Nile Southern is a writer and filmmaker whose book The Candy Men: The Rollicking Life and Times of the Notorious Novel CANDY was awarded Book of the Year for Creative Non-Fiction in Colorado. He has edited numerous books, including Yours in Haste and Adoration: Selected Letters of Terry Southern (with Brooke Allen), Now Dig This: The Unspeakable Writings of Terry Southern 1950-1995 (with Josh Alan Friedman), and The Hipsters (2021, Antibook). He has written for various magazines, including Stop Smiling, The National Herald, and Cineaste. He was an editor for Fiction Collective 2, and his work has appeared in O-Blek and Black Scat. His screen-based novella, The Anarchivists of Eco-Dub (1996), was the most downloaded e-book from Black Ice Books. He is currently working on a personal documentary film, Dad Strangelove, Or, How I Learned to Stop Worrying and Love Terry Southern.
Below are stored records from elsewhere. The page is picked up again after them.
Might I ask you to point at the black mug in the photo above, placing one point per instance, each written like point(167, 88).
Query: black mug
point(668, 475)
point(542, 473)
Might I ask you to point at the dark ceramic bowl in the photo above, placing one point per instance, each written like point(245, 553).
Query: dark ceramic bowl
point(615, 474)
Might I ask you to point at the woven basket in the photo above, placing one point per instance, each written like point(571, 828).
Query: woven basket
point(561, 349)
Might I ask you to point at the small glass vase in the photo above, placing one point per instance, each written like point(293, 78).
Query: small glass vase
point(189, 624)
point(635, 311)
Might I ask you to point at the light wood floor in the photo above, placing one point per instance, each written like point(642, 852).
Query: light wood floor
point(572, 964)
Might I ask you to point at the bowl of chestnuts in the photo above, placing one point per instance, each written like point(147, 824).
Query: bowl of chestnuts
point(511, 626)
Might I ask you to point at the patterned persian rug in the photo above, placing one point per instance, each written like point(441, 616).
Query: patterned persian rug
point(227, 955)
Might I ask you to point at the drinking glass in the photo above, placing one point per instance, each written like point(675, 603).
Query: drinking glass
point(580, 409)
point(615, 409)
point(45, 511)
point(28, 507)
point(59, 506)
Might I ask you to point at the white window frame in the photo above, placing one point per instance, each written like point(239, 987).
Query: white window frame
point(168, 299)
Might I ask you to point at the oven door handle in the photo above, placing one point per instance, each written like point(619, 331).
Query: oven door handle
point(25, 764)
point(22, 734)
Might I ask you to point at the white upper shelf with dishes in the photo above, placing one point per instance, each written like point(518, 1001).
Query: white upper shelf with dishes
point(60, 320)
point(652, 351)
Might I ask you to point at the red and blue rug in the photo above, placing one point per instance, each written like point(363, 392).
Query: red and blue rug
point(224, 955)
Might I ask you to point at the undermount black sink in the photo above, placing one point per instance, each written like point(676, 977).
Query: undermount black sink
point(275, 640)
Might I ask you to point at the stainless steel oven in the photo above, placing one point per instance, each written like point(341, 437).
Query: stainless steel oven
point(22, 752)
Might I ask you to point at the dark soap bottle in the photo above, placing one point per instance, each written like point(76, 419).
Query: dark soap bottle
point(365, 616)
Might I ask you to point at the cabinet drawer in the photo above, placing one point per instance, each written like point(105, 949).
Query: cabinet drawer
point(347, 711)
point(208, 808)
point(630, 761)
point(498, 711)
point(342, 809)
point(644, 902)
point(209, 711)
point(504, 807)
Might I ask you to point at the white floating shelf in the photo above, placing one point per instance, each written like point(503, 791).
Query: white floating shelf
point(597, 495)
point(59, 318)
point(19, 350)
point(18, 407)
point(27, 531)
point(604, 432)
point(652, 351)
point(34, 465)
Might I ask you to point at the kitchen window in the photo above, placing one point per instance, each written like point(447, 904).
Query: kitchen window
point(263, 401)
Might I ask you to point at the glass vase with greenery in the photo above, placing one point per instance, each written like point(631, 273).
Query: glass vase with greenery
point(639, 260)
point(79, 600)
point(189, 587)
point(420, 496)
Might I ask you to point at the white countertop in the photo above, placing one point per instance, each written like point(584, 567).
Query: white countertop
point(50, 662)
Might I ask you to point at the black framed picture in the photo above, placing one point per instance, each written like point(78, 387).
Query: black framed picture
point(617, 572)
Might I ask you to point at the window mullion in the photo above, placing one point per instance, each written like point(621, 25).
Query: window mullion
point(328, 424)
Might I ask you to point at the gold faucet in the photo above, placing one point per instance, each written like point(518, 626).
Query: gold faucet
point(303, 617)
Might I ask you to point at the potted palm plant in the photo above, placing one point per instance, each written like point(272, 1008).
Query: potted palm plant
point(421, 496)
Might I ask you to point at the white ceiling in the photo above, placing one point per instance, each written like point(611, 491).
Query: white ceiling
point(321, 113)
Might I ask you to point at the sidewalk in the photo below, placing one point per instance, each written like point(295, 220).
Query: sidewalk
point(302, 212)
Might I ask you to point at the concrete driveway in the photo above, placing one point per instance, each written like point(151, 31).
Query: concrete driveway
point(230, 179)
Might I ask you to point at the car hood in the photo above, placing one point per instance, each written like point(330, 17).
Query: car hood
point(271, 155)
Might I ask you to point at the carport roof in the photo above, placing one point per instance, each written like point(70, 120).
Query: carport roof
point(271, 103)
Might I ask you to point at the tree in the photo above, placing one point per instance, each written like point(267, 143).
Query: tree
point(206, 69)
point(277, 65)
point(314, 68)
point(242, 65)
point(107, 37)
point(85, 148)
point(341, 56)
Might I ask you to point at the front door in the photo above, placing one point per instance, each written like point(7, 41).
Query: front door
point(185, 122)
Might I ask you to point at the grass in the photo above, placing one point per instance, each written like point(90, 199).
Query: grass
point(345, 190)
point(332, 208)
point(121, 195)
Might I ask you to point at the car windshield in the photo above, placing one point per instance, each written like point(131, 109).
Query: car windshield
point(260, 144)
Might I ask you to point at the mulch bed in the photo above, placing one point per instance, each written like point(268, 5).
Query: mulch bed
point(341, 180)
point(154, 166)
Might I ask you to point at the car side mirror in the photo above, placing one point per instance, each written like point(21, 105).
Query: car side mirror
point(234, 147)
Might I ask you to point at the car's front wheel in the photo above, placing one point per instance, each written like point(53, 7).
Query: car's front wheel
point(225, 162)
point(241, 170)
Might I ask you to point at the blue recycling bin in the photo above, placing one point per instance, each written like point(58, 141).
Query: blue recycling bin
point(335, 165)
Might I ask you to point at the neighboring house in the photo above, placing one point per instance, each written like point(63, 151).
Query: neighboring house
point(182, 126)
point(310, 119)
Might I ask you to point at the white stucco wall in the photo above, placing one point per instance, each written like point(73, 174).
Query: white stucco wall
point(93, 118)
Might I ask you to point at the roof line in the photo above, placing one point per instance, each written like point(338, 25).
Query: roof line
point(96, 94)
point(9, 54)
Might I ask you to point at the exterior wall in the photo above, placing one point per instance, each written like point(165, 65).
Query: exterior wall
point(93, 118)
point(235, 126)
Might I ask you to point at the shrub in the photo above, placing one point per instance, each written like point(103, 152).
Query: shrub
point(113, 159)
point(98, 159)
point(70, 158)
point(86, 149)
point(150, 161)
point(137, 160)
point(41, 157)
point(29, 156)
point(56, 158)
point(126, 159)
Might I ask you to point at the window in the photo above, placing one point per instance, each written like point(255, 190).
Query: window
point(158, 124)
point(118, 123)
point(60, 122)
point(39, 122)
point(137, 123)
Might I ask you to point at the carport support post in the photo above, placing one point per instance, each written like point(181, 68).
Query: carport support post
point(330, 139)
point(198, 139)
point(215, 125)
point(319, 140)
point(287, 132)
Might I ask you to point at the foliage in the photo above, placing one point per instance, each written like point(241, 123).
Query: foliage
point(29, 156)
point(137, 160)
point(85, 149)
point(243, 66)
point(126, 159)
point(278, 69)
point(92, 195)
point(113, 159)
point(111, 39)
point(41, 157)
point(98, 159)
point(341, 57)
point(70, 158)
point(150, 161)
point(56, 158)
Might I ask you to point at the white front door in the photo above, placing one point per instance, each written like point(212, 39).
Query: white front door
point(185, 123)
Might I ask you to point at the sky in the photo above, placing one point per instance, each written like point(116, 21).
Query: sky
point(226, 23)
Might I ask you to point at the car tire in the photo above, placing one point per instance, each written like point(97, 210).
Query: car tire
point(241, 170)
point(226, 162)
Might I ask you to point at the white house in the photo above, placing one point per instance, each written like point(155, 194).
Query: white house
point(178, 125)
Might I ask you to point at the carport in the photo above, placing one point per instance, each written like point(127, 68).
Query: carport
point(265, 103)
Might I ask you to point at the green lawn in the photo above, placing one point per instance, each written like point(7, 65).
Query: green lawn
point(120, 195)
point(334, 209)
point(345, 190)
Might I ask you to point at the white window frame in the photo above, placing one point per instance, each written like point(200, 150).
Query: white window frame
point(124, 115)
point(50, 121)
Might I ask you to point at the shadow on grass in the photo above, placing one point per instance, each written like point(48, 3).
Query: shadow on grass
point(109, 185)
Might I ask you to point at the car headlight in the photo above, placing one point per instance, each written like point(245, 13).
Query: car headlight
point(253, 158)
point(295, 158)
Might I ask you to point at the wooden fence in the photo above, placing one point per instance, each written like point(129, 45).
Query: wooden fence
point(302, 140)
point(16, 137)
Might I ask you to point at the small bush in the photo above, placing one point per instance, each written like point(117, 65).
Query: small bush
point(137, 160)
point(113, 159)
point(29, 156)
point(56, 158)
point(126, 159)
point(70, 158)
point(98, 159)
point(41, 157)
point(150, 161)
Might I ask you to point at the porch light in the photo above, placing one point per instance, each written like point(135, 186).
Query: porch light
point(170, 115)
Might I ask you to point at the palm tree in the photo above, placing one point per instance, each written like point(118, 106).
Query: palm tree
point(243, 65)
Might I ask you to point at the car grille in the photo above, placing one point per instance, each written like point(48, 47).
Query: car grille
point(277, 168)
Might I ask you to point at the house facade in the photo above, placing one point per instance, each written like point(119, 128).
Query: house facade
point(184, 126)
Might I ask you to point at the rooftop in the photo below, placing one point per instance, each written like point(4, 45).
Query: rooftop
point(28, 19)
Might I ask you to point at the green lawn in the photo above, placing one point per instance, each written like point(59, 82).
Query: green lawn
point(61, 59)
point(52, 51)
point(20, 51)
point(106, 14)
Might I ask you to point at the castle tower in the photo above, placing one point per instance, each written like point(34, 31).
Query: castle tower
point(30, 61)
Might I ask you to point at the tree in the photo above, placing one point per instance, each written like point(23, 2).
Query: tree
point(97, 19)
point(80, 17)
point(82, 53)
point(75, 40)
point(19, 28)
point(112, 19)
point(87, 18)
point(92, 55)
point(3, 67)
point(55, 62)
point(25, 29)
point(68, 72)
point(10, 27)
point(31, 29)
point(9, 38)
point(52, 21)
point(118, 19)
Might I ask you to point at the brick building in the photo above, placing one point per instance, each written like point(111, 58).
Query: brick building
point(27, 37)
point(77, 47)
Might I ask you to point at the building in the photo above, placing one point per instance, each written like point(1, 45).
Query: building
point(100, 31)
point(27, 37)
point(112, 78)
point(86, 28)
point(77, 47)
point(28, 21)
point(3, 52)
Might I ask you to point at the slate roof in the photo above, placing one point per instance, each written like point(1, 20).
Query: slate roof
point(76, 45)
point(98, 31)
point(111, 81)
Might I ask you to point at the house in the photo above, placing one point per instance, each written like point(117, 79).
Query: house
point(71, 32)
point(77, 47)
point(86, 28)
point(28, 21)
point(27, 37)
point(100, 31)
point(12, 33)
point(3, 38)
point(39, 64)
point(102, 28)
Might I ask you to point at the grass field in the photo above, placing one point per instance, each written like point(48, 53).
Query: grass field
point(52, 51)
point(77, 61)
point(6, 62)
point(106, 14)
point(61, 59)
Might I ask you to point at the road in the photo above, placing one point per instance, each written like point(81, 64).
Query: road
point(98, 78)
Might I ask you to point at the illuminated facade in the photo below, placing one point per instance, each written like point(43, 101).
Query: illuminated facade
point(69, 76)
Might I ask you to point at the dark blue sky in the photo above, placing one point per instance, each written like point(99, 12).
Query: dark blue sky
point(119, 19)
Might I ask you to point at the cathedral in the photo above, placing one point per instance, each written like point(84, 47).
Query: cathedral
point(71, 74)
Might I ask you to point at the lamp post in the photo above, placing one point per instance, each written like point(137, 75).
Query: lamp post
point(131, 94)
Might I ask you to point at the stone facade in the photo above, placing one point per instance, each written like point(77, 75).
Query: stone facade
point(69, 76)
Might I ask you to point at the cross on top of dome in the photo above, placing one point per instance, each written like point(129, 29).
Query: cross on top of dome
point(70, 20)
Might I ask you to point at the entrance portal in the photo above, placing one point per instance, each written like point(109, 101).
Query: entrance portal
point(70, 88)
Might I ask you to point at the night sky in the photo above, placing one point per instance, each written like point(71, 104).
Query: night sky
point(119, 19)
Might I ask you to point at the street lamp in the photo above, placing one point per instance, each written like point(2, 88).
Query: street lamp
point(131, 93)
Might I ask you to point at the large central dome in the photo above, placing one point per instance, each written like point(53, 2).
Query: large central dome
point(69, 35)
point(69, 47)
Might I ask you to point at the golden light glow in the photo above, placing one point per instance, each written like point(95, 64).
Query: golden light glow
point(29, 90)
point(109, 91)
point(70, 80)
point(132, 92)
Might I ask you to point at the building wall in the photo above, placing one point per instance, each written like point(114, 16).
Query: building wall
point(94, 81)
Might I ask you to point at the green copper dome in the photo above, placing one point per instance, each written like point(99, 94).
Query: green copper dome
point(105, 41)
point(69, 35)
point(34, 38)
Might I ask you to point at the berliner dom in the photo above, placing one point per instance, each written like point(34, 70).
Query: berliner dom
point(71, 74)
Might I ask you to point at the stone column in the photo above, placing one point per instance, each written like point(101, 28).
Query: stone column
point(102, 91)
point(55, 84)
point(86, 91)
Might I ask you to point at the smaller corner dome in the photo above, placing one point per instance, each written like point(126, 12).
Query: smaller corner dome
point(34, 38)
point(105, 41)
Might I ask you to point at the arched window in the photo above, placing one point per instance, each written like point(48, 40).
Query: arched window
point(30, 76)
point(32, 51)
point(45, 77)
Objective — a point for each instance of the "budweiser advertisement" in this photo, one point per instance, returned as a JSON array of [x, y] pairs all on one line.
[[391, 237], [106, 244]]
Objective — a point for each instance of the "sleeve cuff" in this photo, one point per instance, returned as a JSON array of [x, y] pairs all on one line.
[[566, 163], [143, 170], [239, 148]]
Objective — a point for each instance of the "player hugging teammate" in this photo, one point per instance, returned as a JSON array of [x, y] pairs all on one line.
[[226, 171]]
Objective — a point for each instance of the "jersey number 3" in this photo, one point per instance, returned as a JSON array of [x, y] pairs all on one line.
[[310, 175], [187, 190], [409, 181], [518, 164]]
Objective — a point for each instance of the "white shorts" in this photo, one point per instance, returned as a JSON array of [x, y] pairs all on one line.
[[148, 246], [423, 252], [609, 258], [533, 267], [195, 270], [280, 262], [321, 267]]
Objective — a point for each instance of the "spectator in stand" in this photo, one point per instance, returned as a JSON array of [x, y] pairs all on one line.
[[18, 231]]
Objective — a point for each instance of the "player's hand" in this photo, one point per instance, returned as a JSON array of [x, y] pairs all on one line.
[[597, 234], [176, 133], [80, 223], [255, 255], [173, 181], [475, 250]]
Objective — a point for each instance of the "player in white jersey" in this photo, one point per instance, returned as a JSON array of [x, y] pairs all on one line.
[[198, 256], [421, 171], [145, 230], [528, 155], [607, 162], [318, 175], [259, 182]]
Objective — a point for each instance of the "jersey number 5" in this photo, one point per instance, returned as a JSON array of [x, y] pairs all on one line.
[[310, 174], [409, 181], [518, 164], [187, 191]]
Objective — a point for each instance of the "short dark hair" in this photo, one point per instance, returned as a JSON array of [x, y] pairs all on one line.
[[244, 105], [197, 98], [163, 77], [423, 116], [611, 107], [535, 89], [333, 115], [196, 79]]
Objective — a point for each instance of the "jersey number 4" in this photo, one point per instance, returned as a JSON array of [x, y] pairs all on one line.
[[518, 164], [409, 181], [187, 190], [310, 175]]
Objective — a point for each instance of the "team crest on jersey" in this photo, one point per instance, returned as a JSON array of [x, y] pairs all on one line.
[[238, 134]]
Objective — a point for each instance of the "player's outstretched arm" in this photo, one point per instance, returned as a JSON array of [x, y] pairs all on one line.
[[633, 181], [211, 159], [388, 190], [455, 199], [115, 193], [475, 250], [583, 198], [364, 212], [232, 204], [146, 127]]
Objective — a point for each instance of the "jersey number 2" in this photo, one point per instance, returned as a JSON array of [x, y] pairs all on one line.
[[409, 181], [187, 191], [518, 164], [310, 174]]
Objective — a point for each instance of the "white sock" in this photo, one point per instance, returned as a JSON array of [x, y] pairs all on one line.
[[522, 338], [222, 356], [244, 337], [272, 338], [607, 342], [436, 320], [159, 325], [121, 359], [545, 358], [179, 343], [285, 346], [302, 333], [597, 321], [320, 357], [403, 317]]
Nile also manages the TS literary estate.
Adam Cooper was born in London, England in the 1960s. His early life was a crazy one, spent with his father, Michael Cooper, a very respected photographer of the cultural explosion in both London and the U.S. As a child, Adam spent time with the likes of the Stones and the Beatles until his father passed away in 1973.
When Adam was 16 years old, the phone rang. It was Sandy Lieberson, a close friend of the family and iconic producer, offering him the opportunity to work on the feature film he was producing. That was only the beginning. To date, Adam has worked on over 42 feature films, and thousands of commercials, documentaries, and music videos as Director of Photographer and Producer.
At 18 years old, Adam received his inheritance of his father’s estate including all of Michael’s original photographic negatives. Since then, Adam has represented his father’s work at the best photographic galleries across the globe, staged multiple exhibitions, and produced seven books about Michael’s work. His latest books include “Butterfly in the Park,” about Brian Jones, and “Chicago 1968.”